Why Dead on Demand won't be 99c forever.
As readers of this blog know, Dan and I have long thought
99c to be an absurd price point. But the proof is in the pudding. We put Dead
on Demand down to 99c about a month ago. At first, it chugged along around 1/
day. It has since settled around 8 sales a day. We're ignoring non-Amazon as we
have the price unchanged elsewhere.
What we've noticed is:
·
More US sales
·
Less UK sales
·
A slight bump in Canadian sales (which is
statistically insignificant)
·
A lower average rank
·
More Social Media mentions
We're currently selling about a hundred a week, but mostly
due to some promotion (see prior blog posts for #s). Even at 100 downloads, 99c
yields a mere $35. About $25 after tax. At an annualised rate, that would mean
DoD should earn about $1820 gross per annum which is roughly £1200. Split
between two, that doesn't go far.
Of course, we don't expect to live on one title. We'd like
to think ten titles would cover a living wage. If we had ten books each selling
100 copies per week, we'd make £12,000 per year. For a gross 50,000 copies per
annum, that's a pretty miserly income. Unfortunately, the volume at 99c does
not make up for the lower royalty rate. Selling one a day at $4.99 makes
$1277.50 per annum.
What sounds more sustainable to you guys, 100 a day or 1 a
day? If that creeps to 2/ day then we'll make much more at $4.99 compared to
100.
100/ day at 99c = $1820 per annum
2/ day at $4.99 = $2555 per annum
It's just not a good deal for an author to price so cheaply,
at least for a standalone title. For shorts, this is a fantastic yield. For
stories in a series, 99c may or may not make sense: Here, we'd look at the sell
through rate between books 1 and 2, and 2 and 3 to calculate yield.
E.g:
Scenario 1: $2.99
Book one, two a day
Book two, one a day
Book three, One every two days.
This is a 50% sell through between books. Most series manage
more than this. A three book series therefore sell 3.5 copies a day. At $2.99,
this makes the series author $7 per day, or $2555 per annum.
Scenario 2:
Book 1: 99c / All others, $2.99
Book one, 10 a day
Book two, 5 a day
Book three, 2.5 a day
Same 50% sell through. Now we're getting:
10 x 35c
7.5* $2
= $18.50 a day, or $6752.50 per annum.
Here, 99c works. Of course, permafree might work better.
e.g. Scenario 3:
Book 1 : free. Books 2/3 $2.99
Book one, 200/ day (I've managed 15,000 freeloads at peak so
this is sustainable)
Book two 100/ day
Book three 50/ day
= 150 x $2 = $300/ day, or $109,500 per annum.

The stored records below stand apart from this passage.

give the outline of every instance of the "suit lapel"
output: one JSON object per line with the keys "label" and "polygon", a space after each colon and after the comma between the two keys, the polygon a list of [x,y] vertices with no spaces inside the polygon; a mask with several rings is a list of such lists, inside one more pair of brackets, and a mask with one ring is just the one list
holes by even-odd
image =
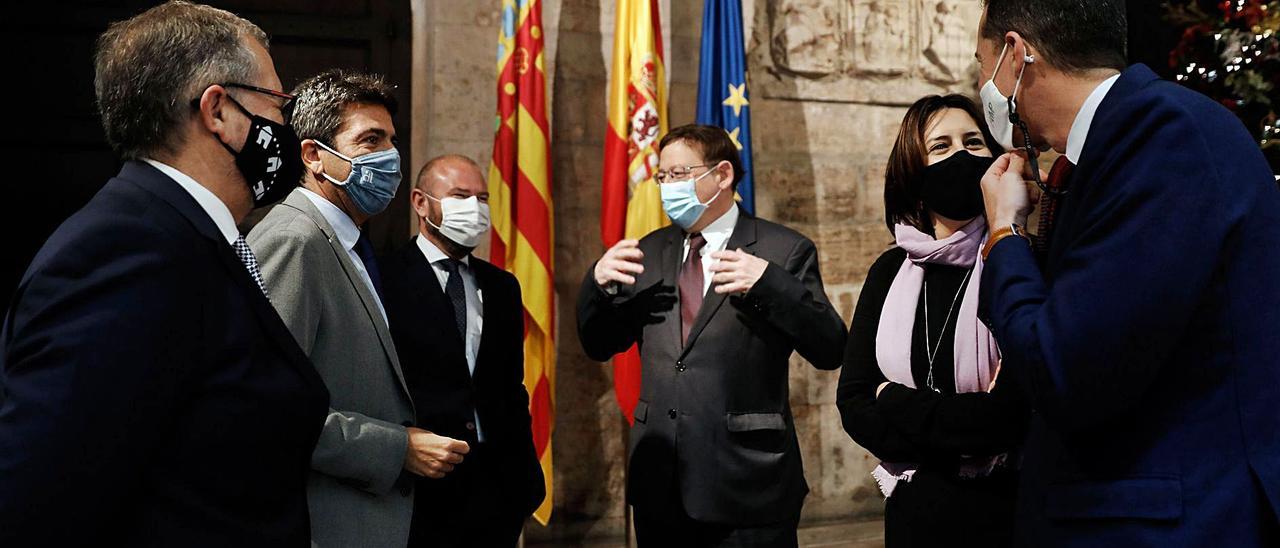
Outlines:
{"label": "suit lapel", "polygon": [[1106,192],[1105,184],[1098,181],[1098,171],[1107,162],[1107,154],[1114,150],[1113,142],[1117,131],[1123,131],[1114,121],[1122,116],[1118,111],[1129,96],[1137,93],[1152,81],[1159,79],[1146,65],[1135,64],[1124,70],[1116,80],[1106,97],[1094,111],[1093,121],[1089,125],[1089,134],[1085,138],[1084,149],[1080,152],[1080,163],[1071,173],[1070,192],[1059,204],[1057,226],[1054,228],[1052,241],[1049,243],[1049,257],[1045,264],[1047,275],[1053,274],[1061,266],[1066,246],[1071,243],[1074,231],[1079,224],[1084,206],[1091,196]]}
{"label": "suit lapel", "polygon": [[284,349],[285,354],[291,358],[290,361],[294,365],[306,371],[314,372],[315,368],[311,365],[311,360],[307,358],[302,348],[298,346],[297,340],[293,338],[293,333],[289,332],[289,327],[284,324],[280,314],[276,312],[271,301],[267,300],[267,296],[258,287],[258,282],[254,281],[253,276],[249,274],[249,270],[245,268],[244,263],[240,262],[240,258],[236,256],[231,246],[217,246],[215,253],[221,259],[222,266],[231,271],[231,278],[235,280],[236,285],[240,286],[240,290],[249,294],[249,302],[253,312],[258,316],[270,337]]}
{"label": "suit lapel", "polygon": [[210,246],[210,252],[218,257],[218,262],[227,269],[232,283],[248,294],[253,313],[266,329],[268,338],[284,351],[295,367],[301,369],[308,377],[315,375],[311,360],[298,346],[297,340],[285,326],[284,320],[280,319],[280,314],[271,305],[271,301],[267,300],[267,296],[263,295],[258,282],[254,281],[253,276],[249,274],[249,269],[240,262],[231,245],[227,244],[226,237],[218,230],[213,219],[209,218],[209,214],[196,203],[195,198],[160,170],[142,162],[126,163],[120,171],[120,178],[133,182],[164,200],[191,223],[192,228],[207,240],[206,244]]}
{"label": "suit lapel", "polygon": [[[736,207],[736,206],[735,206]],[[733,227],[733,234],[729,236],[729,241],[725,244],[725,250],[734,250],[742,248],[750,253],[756,243],[756,220],[754,217],[747,215],[745,211],[739,210],[738,224]],[[720,310],[720,305],[724,304],[728,295],[724,293],[716,293],[715,286],[707,287],[707,294],[702,298],[702,308],[698,309],[698,315],[693,319],[693,327],[689,329],[689,340],[685,343],[684,349],[680,353],[684,357],[689,353],[689,349],[693,348],[693,343],[698,340],[698,335],[707,327],[707,323],[711,321],[711,317]],[[679,340],[679,339],[676,339]]]}
{"label": "suit lapel", "polygon": [[667,244],[662,248],[662,279],[659,284],[671,284],[676,289],[676,305],[666,311],[668,337],[680,353],[680,263],[684,254],[684,232],[675,227],[668,228]]}
{"label": "suit lapel", "polygon": [[[454,327],[453,304],[445,295],[444,288],[440,287],[440,278],[436,276],[435,268],[423,256],[417,240],[414,240],[405,252],[408,253],[405,257],[409,262],[408,279],[413,280],[414,301],[422,304],[423,313],[435,318],[435,321],[425,322],[427,329],[435,333],[436,340],[446,342],[444,346],[451,354],[456,352],[455,359],[462,362],[464,373],[470,375],[470,372],[465,371],[467,363],[466,349],[463,348],[465,339],[459,336],[457,328]],[[478,279],[477,284],[479,284]]]}
{"label": "suit lapel", "polygon": [[[492,342],[489,334],[495,331],[492,329],[495,327],[493,321],[497,320],[497,318],[494,318],[489,314],[489,303],[498,298],[498,290],[494,289],[493,273],[488,270],[487,266],[488,265],[481,266],[481,261],[479,259],[471,257],[471,272],[475,275],[476,291],[479,292],[478,296],[480,300],[480,317],[482,318],[481,321],[484,322],[481,324],[480,329],[480,344],[476,348],[476,368],[474,371],[470,372],[471,378],[473,379],[480,374],[480,367],[484,364],[484,360],[482,358],[485,356],[485,349]],[[523,303],[520,303],[520,306],[523,311]]]}
{"label": "suit lapel", "polygon": [[374,331],[378,335],[378,342],[382,345],[382,351],[387,355],[387,359],[391,362],[391,368],[395,370],[396,378],[400,380],[400,387],[404,389],[405,394],[409,393],[409,384],[404,380],[404,371],[400,367],[400,356],[396,354],[395,343],[391,340],[391,332],[387,327],[387,322],[382,317],[381,310],[378,309],[378,303],[374,299],[372,293],[369,292],[369,285],[364,283],[364,278],[360,277],[360,272],[356,270],[355,264],[351,262],[351,257],[347,250],[343,249],[341,240],[335,235],[333,226],[324,218],[324,214],[311,203],[302,194],[301,190],[295,190],[289,194],[281,205],[292,207],[320,228],[325,238],[329,240],[329,247],[333,250],[333,254],[338,259],[338,264],[342,265],[343,272],[347,275],[347,281],[351,283],[351,287],[355,288],[356,295],[360,297],[361,304],[364,305],[365,314],[369,317],[369,321],[373,322]]}

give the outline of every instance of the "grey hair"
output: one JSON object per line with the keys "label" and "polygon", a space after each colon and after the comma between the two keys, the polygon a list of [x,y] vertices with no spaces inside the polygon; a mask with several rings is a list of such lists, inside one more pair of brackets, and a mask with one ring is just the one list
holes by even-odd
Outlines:
{"label": "grey hair", "polygon": [[93,89],[107,142],[125,159],[176,153],[191,101],[214,84],[252,83],[244,38],[265,49],[253,23],[217,8],[173,1],[112,23],[98,37]]}
{"label": "grey hair", "polygon": [[382,105],[396,115],[395,88],[376,74],[330,69],[293,89],[290,122],[299,139],[315,139],[336,147],[333,138],[342,130],[343,111],[351,104]]}

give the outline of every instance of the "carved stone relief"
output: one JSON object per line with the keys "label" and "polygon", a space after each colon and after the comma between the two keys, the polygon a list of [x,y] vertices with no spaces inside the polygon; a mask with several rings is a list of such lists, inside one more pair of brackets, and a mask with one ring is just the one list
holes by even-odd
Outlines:
{"label": "carved stone relief", "polygon": [[974,91],[981,0],[763,0],[750,63],[765,97],[909,104]]}
{"label": "carved stone relief", "polygon": [[924,0],[920,13],[921,68],[925,78],[954,84],[969,76],[982,5],[959,0]]}
{"label": "carved stone relief", "polygon": [[775,66],[809,78],[842,69],[845,2],[775,0],[769,4],[770,48]]}

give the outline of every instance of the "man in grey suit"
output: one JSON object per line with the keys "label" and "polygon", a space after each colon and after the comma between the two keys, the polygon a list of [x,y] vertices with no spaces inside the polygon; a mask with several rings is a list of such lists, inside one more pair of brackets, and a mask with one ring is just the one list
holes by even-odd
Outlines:
{"label": "man in grey suit", "polygon": [[468,447],[413,427],[372,249],[360,238],[400,185],[397,105],[380,78],[337,70],[293,93],[302,186],[248,240],[272,304],[332,395],[307,484],[312,543],[403,547],[413,475],[443,476]]}
{"label": "man in grey suit", "polygon": [[793,350],[840,366],[846,331],[813,242],[734,203],[724,130],[660,145],[674,223],[623,240],[583,280],[578,336],[604,361],[640,346],[627,499],[644,546],[796,546],[808,493],[788,404]]}

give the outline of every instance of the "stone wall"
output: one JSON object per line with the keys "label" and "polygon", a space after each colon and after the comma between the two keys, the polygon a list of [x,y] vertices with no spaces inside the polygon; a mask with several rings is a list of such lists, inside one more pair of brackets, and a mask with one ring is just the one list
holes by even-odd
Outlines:
{"label": "stone wall", "polygon": [[[623,420],[607,366],[573,327],[577,288],[603,251],[599,203],[613,0],[544,0],[550,76],[559,361],[555,515],[531,542],[620,539]],[[492,146],[497,0],[415,3],[415,158],[445,152],[487,164]],[[702,2],[663,0],[670,123],[693,121]],[[743,0],[754,117],[757,208],[817,242],[828,295],[847,321],[890,235],[883,173],[905,106],[972,94],[980,0]],[[419,101],[420,99],[420,101]],[[422,103],[422,104],[419,104]],[[413,166],[414,169],[417,166]],[[872,516],[875,460],[840,426],[838,373],[798,357],[791,403],[811,494],[806,522]]]}

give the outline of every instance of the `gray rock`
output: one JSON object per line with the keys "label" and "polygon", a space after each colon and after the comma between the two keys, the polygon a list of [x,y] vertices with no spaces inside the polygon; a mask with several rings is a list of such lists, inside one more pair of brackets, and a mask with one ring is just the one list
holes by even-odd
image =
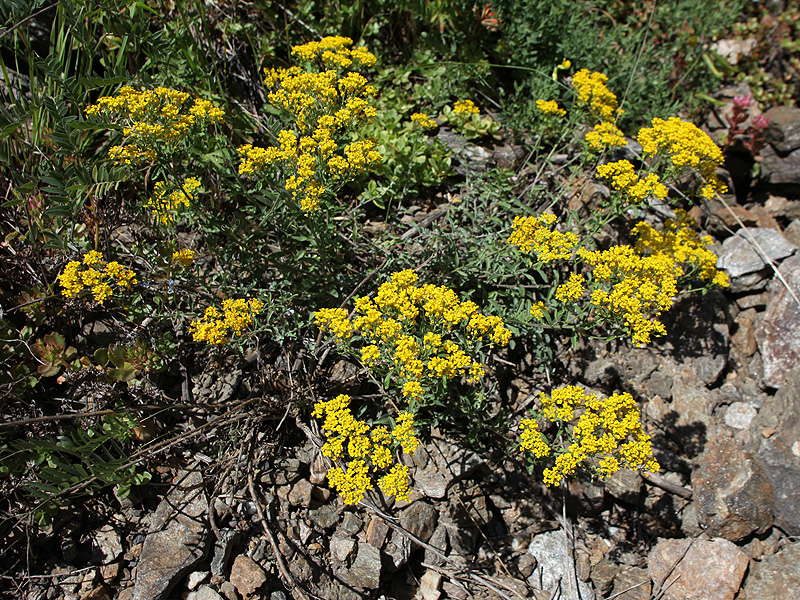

Of course, freeloaders are much less likely to buy. So lets
reduce out 50% sellthrough to say 5%
Book one, 200/ day
Book two: 10/ day
Book three, 5/ day
Total = 15/ a day or $30 = $10,950 per annum.
I don't think 99c is too useful. Perma free is likely to
give a better yield for volume, while higher prices get a better per unit
royalty.
We'll be leaving DoD at 99c a bit longer - we want to prove
this statistically, and it would be interesting to leave DoD at 99c once the
sequel is out to measure sell through differentials. Would you guys be
interested in that data?
I would like to see your data after the sequel to DoD is out.